I have to work tomorrow and wanted to make a pot roast, but not in my crock pot. I love my cast iron dutch oven, it makes the roast sooo good.

**BUT** I have to be at work by no later than 9am (I work in an ER) and I have to take my kids to school (at 2 different times) and do crossing guard to boot. What I want to do is brown the roast, put lots of onion and garlic and a bit of beef broth in the dutch oven tonight in the fridge, so my 18 yr old daughter could put it in the oven early afternoon.

Can I do this? Does the cold do something to the iron?

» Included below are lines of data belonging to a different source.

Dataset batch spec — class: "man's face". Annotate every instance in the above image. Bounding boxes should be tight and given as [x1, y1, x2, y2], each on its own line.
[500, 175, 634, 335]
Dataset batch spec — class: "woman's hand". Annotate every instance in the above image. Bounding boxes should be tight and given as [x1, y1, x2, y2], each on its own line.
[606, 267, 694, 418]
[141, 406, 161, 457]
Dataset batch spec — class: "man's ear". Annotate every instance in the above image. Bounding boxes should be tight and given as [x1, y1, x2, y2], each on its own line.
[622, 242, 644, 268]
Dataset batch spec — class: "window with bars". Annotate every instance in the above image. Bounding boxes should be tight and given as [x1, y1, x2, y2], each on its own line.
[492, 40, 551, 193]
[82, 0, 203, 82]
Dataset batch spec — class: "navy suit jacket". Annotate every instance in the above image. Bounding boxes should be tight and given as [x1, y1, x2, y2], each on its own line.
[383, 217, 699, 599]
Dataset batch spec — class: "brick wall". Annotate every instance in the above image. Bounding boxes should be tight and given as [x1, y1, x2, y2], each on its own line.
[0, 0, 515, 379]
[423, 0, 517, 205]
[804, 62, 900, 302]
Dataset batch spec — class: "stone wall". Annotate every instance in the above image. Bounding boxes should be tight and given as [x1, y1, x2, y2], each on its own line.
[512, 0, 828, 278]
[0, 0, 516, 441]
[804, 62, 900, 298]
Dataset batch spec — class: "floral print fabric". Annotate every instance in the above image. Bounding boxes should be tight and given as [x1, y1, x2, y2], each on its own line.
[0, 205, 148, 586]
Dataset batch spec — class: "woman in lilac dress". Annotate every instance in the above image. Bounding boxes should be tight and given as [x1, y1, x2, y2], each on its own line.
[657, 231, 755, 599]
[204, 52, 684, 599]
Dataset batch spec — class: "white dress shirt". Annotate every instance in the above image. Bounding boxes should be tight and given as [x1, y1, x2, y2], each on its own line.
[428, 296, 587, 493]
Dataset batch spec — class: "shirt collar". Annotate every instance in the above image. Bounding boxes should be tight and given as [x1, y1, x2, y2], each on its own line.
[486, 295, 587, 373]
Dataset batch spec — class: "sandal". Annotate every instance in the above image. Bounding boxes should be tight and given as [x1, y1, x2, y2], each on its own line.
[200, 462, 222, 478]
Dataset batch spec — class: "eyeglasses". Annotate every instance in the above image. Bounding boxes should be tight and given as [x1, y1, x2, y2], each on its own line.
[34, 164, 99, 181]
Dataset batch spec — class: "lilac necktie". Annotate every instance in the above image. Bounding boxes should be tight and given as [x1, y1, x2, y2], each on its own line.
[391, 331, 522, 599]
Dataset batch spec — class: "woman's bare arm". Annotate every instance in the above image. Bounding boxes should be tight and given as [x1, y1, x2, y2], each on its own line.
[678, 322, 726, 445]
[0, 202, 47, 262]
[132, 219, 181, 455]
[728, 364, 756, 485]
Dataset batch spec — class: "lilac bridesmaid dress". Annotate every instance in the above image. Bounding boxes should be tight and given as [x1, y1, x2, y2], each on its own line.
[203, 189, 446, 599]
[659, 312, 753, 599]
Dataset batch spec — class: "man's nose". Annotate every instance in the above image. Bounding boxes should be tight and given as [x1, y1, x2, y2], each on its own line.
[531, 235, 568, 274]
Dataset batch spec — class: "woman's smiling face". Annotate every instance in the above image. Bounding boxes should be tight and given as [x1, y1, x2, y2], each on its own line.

Would the liquid rust the iron?


----------



## Lucky Charm (Nov 8, 2002)




----------



## momto l&a (Jul 31, 2002)

I would be concerned about the cast iron cooling down too fast and heating up too fast causing a crack.

Could you store it in a bowl and your dd could dump the bowl into the room temp cast iron and start cooking.


----------



## carriedaway (Mar 25, 2005)

nooooooooooooooooo!!!!! please don't store anything in cast iron







my DH *just* had a coworker get e coli from eating a stew that he'd stored in a cast iron pan. cast iron is so pourous and food from who knows how many years is stored in that stuff... i don't cook in it, but even if i *had* to cook in it i would definitely not store anything in it


----------



## Lucky Charm (Nov 8, 2002)

Quote:


Originally Posted by *momto l&a*
I would be concerned about the cast iron cooling down too fast and heating up too fast causing a crack.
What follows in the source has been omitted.